BMC TrueSight Operations Management Benefits

ITManager610z9

IT Manager at a manufacturing company with 1,001-5,000 employees

With the service modeling, once we managed to build our import stuff to get our CMD impact models and services into TrueSight, that was a big win. Because once we integrate it with SolarWinds, they will actually be able to see when there's a problem with the plant, and they will know if it is a network problem or a server problem. With the service models, they can actually get right down to the impact of any issue. We're working on some other things to make that easier, like event correlation. So if a network goes out at the plant, they don't need to know that there are problems connecting to 60 servers, rather they've got a problem with the router.

We're currently looking at either consolidating the other monitoring tools that we have around the organization or connecting them for the single-pane-of-glass goodness. We're bringing in data from SolarWinds, we're bringing in data from Oracle's OEM, and we're integrated with an application monitoring desktops. It generates an event and a ticket is cut out to the regional support people. They will go to the desktop and say, "Your disk is in danger of imminent failure. We need to go ahead and clone that guy and replace it before you're down." So we're definitely going with a single pane of glass. In terms of our IT ops management, that means it's getting better. We're trying to be more proactive instead of reactive. We've only been heavily into this for nine or ten months so the actual, long-term impacts aren't measurable yet. We're still baselining where we are at.

The single pane of glass is a big improvement.

There is also the ability to do predictive and corrective, especially for some services which we're monitoring out in the field which are critical to various plant components. It used to be that they would go down and the plant would call. Now we're detecting that they're down, we're restarting them, and we're letting somebody know there's an issue. That's also a big improvement in our manufacturing capabilities. Culturally, it is bringing people together with one place to look and giving them something to talk about when there's an issue. It's bringing IT together. The collaborative and predictive stuff is actually starting to improve.

We're not doing a tremendous amount of preventative stuff yet - unless you count when your disk is three percent from being full and you need to do something before it fills up. We're not using some of the more advanced features of the predictive analytics yet. We are starting to look at some data analytics though. We have a data analytics group which we stood up, a couple of people who are starting to use data analytics to do some things.

It's improving the overall operation, but the impact is going to be measured a little bit later. We've seen some cost deferrals and some cost savings with some support renewals we haven't had to do on some other tools. But we haven't seen the major cost impacts yet. We have spent a lot, but on cost-avoidance for various support tools we have saved close to $1,000,000. In the nine months we've been operational, we've deferred cost on at least two tools. One was about $750,000 and the other was $250,000 for maintenance.

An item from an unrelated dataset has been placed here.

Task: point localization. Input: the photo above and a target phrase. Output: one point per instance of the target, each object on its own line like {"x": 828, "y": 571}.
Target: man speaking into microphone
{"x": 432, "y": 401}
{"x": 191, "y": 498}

It also helps to maintain the availability of our infrastructure across a hybrid, complex environment. I used to work at FedEx and we're not as environmentally complex as FedEx because we consolidate a lot of stuff on the ERP. But if you throw manufacturing in there, we have pretty much every flavor of platform. As with most deployments, we've got three-tier and four-tier applications. You throw the network and some load-balancers in there and it's fairly complex. If you can use a service model to see exactly what's working and what's not, it really gives you the ability to look at some things.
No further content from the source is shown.